50-1 Molecular Marker Analysis of Progeny Origins in Sibling-Mating and Crossing Populations of Inbred Lowland Switchgrass.
Monday, October 23, 2017: 9:25 AM
Tampa Convention Center, Room 24
Switchgrass (Panicum virgatum L.) is a C4 perennial grass which has been used for soil and water conservation and as forage for decades. In recent years it has been targeted for development as a bioenergy crop. However, breeding methods for developing economically viable hybrid cultivars are not available to improve switchgrass. Accordingly, the objective of this study was to assess genetic origins of progeny from S1, S2 and S3 inbred parents of two conditionally self-compatible genotypes grown in sibling-mating and crossing plots.
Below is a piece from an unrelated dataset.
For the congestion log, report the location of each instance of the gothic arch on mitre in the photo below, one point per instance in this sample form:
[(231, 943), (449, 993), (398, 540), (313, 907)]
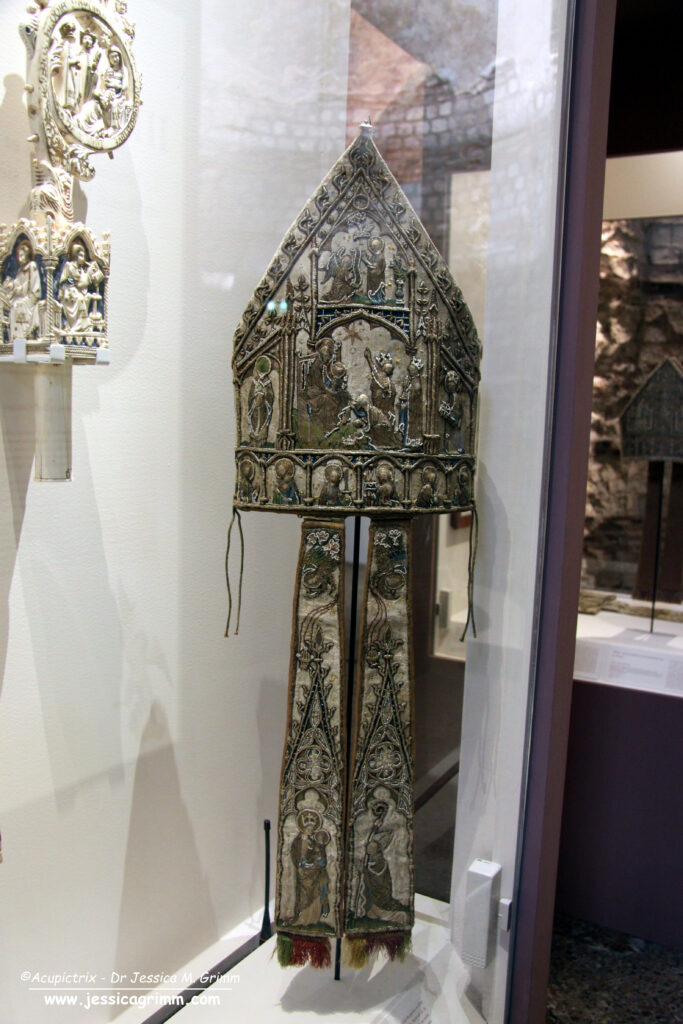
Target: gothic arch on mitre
[(376, 348)]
Inbred progeny of two conditionally self-compatible switchgrass plants NL94 LYE 16x13 (NL94) and SL93 7x15 (SL93) were established in 6 sibling-mating and 4 crossing plots at the Agronomy Research Station, Oklahoma State University in 2013. Seeds of selected plants in each plot were harvested separately for genotyping to determine parental origins. Progeny origins were determined using 6 or 10 simple sequence repeat (SSR) markers. In sibling-mating plots, a high preference for sibling-mating was observed in S1 parents of both genotypes while at more advanced inbreeding levels few sibling-mated seed were identified. In an S1 crossing plot the NL94 and SL93 parents set a high percentage of hybrid seed averaging 73% and 94%, respectively in 2014 and 2015. In two of the S3 crossing plots NL94 parents set 100% hybrid seed. In these same S3 crossing populations, SL93 parents set only 4% and 19% hybrid seed. Information from this study gives insight into how multiple generations of inbreeding effect seed origin and yield, and will help breeders assess the viability of producing switchgrass hybrids using inbred lines grown from seed under field conditions.